Code example to parse a JSON into an Object

On the plus side, encountering design patterns like Builder, Singleton or Factory made me want to dig back into these to be able to make better decisions and arguments when suggesting solutions.

Tooling

Tooling (IntelliJ IDEA) is great, it runs smoothly and accessing classes/methods helped me figure out what to use. It makes me consider yet again to switch to VSCode to have a better TypeScript experience.

Documentation

Javadoc is good, but method names are usually enough: getWorkingDirectory(): Returns current runner working directory.. I would hope it provides more a high level of how to use classes together. It might not be Javadoc role, but then Jenkins and TeamCity documentations don’t cover everything. They are pointing to other plugins to build one but these references are usually doing a lot where it would be nice to have it focus on one small feature instead. TeamCity did this with a teamcity-echo-plugin but yet it was hard to find in the first place. I might take some time at the end of the project to set up a couple repository with a dull plugin.

Jenkins and TeamCity

Being platforms that are 13 and 17 years old is impressive. Some pieces of documenation are 10 years old and still apply. A nice change compare to JavaScript world, where everything is outdated after 6 months. I had to change where to look for resources. I had to watch more YouTube videos (Jenkins and TeamCity being heavy on the UI makes it the place to post tutorial), and Github that I mentioned earlier.

Ruby

Syntax

What stand out was omiting parentheses and return values make the code clean, but confusing and hard to parse. On the other end, there are nice functions to differencate require vs. require_relative (Python or Node don’t make a difference). A writer’s Ruby makes a point about Ruby letting people have a “style”, is that a good or a bad thing? I’m not sure. I would be afraid that too many different styles makes it hard to understand code on a larger codebase. But it does bring some humanity and creativity to the code, for hacking I’m 100% for it.

Package/Build manager

I haven’t found a language or package managers that is perfect, and rake/bundle/gem keeps the trend. I didn’t have time to explore more, just run a couple of commands to make it work. I’ll keep this for the next ruby project.

Tooling

rspec is the shit! From these projects, this is by far the best thing I’ve encountered. Having the mock feature already included in the test library make everything so easy with the allow function to quickly stub it.

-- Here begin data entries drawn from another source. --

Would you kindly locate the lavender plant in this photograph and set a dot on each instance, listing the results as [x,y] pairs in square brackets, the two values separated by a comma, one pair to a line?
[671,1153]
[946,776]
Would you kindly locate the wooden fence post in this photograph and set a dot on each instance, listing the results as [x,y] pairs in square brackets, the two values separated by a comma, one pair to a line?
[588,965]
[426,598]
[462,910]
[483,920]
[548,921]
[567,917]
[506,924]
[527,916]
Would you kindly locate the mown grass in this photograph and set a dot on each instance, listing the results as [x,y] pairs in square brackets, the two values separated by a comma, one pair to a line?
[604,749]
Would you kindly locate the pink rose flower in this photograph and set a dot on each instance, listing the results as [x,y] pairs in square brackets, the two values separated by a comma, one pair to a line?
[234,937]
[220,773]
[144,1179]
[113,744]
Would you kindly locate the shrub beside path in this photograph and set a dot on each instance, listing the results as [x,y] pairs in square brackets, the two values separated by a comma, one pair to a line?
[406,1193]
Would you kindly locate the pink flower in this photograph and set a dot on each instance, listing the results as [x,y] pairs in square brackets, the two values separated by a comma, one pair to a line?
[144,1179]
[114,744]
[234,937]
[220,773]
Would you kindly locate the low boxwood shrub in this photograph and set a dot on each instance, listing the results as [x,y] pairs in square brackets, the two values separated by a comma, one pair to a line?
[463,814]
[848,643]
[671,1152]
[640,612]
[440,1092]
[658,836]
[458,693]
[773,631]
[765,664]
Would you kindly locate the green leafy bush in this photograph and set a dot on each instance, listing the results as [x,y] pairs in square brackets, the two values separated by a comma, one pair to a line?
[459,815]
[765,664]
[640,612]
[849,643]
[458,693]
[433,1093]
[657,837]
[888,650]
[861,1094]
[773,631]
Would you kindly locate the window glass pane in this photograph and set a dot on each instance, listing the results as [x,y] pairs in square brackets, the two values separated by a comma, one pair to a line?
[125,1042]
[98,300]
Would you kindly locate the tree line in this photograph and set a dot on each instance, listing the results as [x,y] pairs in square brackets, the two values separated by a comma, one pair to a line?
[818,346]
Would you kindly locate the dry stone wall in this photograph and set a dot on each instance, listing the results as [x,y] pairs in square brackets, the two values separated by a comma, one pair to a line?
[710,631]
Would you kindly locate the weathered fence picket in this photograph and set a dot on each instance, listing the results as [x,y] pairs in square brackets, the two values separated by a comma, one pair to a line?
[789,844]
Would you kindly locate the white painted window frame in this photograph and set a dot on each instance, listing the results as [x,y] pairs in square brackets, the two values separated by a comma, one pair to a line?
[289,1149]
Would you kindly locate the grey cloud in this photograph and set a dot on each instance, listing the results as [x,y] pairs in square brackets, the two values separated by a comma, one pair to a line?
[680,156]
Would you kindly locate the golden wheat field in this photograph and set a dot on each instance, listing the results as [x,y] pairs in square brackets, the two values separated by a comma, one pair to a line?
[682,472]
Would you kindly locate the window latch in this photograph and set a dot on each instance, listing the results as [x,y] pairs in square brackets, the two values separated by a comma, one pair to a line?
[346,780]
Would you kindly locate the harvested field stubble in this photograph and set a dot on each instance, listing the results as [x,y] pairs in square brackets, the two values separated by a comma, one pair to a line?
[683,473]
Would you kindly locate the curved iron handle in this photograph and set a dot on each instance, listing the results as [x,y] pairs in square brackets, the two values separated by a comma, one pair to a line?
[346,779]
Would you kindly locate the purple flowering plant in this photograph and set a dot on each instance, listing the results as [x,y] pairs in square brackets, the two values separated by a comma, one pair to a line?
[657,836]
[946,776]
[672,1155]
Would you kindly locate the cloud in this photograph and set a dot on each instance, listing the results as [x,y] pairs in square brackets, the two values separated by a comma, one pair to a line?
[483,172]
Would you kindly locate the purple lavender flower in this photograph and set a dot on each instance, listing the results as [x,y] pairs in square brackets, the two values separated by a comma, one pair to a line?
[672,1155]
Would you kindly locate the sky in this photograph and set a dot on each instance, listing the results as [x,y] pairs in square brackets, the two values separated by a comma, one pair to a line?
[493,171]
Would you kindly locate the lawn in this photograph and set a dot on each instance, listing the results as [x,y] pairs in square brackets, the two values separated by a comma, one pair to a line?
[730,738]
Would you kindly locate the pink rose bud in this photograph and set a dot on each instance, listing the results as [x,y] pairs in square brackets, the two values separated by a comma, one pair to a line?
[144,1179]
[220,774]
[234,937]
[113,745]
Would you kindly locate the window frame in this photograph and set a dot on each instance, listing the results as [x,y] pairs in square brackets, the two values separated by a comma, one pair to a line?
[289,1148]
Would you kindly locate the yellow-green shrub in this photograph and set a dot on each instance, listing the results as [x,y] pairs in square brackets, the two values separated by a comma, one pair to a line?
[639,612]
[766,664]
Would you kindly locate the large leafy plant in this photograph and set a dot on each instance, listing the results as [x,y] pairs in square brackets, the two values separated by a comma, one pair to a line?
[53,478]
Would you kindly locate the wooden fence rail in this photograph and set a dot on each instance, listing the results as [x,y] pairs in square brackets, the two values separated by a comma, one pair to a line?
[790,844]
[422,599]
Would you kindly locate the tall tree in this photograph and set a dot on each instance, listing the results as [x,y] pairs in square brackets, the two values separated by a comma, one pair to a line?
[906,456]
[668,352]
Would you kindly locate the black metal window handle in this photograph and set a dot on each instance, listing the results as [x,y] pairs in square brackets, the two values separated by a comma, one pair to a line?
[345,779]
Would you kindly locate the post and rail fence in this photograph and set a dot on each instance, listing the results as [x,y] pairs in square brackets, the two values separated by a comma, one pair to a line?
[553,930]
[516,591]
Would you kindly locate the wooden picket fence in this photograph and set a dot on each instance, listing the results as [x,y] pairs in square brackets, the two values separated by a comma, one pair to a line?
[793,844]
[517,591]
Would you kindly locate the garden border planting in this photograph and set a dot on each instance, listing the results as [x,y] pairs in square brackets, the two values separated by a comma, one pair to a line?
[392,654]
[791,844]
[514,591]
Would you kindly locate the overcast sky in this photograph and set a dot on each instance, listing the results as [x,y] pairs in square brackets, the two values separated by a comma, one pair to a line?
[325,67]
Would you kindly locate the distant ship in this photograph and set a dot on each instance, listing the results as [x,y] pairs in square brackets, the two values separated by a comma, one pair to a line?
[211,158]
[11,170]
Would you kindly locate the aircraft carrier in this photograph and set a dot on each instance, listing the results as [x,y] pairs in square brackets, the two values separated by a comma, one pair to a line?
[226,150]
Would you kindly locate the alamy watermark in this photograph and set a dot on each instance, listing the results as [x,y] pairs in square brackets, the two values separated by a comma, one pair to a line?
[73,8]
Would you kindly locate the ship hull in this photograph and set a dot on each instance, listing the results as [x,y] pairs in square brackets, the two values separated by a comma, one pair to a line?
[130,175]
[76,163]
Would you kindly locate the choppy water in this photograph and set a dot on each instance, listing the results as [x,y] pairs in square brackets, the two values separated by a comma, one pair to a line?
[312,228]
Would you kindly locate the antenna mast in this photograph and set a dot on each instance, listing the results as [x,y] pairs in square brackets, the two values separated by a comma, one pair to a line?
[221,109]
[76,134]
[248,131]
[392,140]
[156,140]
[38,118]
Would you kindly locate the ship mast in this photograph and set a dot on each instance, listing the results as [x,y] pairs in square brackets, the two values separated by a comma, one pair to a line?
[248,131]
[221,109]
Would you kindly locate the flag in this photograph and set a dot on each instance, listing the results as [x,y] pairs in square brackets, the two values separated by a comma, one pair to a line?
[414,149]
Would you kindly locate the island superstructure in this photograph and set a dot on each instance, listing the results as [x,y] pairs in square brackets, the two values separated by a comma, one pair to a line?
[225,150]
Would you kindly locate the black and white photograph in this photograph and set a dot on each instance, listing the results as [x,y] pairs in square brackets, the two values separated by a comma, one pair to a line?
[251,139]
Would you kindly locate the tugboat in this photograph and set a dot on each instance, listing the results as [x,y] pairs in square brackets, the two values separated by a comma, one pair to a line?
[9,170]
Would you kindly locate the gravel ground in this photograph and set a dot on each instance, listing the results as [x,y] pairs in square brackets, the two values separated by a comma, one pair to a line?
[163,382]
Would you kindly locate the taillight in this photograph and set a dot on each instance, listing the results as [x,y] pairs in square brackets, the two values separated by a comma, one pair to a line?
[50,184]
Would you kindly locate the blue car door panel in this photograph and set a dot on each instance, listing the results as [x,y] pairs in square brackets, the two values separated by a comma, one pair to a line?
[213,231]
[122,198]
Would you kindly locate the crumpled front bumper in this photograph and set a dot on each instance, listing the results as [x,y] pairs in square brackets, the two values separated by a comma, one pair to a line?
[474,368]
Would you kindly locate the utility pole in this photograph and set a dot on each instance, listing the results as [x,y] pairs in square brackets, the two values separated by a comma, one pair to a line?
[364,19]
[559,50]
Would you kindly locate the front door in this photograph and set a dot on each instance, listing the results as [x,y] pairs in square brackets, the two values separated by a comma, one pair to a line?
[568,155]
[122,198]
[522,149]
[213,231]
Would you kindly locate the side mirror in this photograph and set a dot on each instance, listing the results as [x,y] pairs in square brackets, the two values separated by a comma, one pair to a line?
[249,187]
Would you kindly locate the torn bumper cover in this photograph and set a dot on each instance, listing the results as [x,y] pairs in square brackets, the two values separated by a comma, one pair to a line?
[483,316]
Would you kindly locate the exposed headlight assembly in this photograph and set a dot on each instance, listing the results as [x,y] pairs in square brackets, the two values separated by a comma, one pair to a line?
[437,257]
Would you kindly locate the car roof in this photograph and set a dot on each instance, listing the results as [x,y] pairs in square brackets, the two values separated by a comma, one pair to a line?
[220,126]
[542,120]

rubycop is suggesting nice things, especially for a novice like me. It cares about complexity. For example it doesn’t allow too many nested if.

Conclusion

If you would have mention “Java” to me 6 months, I would have made a face 😫 but these Jenkins and TeamCity projects changed my mind. I was pleasantly surprised. It doesn’t mean that I’ll choose Java for my next project but I won’t discard it if I have the opportunity to work on a Java project.

Same thing with Ruby. I didn’t have a prejudice against it but it made me want to explore more the Ruby world and Rails. Especially coming from a Django background.

The main lesson is to keep learning new languages, frameworks, libraries, get out of your comfort zone. It’ll only make you a better programmer.